27. GOVERNING LAW AND JURISDICTION

27.1 This Agreement and any non-contractual obligations arising out of or in connection with it shall be governed by Swiss law.

27.2 Subject to Section 27.3, the Swiss courts shall have exclusive jurisdiction to settle any dispute arising out of or in connection with this Agreement (including a dispute relating to any non-contractual obligations arising out of or in connection with this Agreement) and the parties submit to the exclusive jurisdiction of the Swiss courts.

27.3 The Parties agree that in the event of a dispute they shall submit such dispute to mediation in accordance with the WIPO Mediation Rules. In the event that the dispute remains outstanding after sixty (60) days from the date when it was first discussed (in any manner) between the parties, either Party may commence court proceedings.
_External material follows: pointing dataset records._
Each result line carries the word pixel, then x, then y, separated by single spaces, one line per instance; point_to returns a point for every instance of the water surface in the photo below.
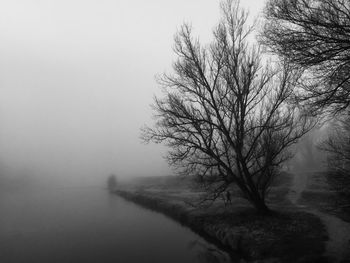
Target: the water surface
pixel 89 225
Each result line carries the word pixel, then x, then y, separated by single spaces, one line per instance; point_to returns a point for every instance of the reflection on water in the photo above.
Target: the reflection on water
pixel 89 225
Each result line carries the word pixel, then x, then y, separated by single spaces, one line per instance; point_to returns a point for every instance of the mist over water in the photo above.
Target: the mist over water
pixel 89 225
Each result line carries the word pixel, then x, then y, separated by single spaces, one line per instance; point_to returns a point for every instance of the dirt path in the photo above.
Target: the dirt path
pixel 338 245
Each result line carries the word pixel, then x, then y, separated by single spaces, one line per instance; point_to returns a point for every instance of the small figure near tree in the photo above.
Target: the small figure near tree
pixel 225 115
pixel 112 183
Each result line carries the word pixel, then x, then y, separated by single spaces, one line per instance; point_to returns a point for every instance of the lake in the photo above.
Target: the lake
pixel 77 224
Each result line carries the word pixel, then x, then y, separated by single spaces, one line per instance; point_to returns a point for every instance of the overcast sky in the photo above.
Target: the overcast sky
pixel 77 79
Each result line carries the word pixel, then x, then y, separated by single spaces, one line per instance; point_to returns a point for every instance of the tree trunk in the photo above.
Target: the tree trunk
pixel 260 205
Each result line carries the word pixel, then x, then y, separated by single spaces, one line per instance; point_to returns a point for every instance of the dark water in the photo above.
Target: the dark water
pixel 89 225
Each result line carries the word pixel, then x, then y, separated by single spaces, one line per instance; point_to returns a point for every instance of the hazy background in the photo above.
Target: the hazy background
pixel 77 79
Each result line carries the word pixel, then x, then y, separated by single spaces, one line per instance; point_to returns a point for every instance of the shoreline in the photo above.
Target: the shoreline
pixel 250 237
pixel 178 214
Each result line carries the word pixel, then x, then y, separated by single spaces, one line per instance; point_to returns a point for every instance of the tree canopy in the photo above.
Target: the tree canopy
pixel 224 113
pixel 314 35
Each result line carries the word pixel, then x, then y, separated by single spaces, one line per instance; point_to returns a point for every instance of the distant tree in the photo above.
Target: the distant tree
pixel 112 182
pixel 337 146
pixel 224 114
pixel 314 35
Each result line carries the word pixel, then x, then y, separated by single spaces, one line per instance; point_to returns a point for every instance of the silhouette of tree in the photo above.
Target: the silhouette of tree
pixel 314 35
pixel 224 115
pixel 112 182
pixel 337 146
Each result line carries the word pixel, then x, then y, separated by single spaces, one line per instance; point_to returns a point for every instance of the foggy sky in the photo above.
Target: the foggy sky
pixel 77 79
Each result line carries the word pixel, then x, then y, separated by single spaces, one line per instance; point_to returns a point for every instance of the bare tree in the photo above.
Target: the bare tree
pixel 315 36
pixel 337 147
pixel 224 114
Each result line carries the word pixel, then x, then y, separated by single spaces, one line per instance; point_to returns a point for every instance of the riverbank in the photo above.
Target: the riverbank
pixel 285 236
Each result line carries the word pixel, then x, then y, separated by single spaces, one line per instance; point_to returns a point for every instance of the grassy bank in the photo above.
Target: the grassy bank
pixel 284 236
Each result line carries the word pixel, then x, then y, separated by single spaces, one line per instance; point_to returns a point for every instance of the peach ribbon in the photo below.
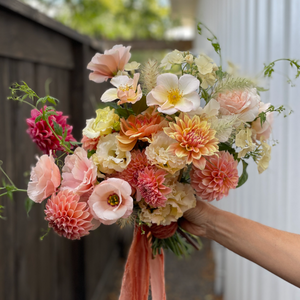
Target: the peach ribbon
pixel 141 268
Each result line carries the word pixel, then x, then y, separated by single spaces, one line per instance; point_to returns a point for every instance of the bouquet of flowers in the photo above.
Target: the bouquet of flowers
pixel 164 135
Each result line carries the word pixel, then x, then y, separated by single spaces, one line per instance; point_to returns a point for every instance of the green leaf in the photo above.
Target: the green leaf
pixel 57 128
pixel 28 205
pixel 244 177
The foregoing however shall not prevent any person from seeking and obtaining injunctive relief at any time.

27.4 The Parties waive any objection to the Geneva, Switzerland courts on the grounds that they are an inconvenient or inappropriate forum to settle any such dispute.

27.5 Without prejudice to the foregoing in relation to the Licensee, nothing in this Section 27 shall prevent or restrict Ferring from electing to bring proceedings in relation to patent infringement or from applying for injunctive relief in any country outside Switzerland, to which election the Licensor and the Licensee hereby agree.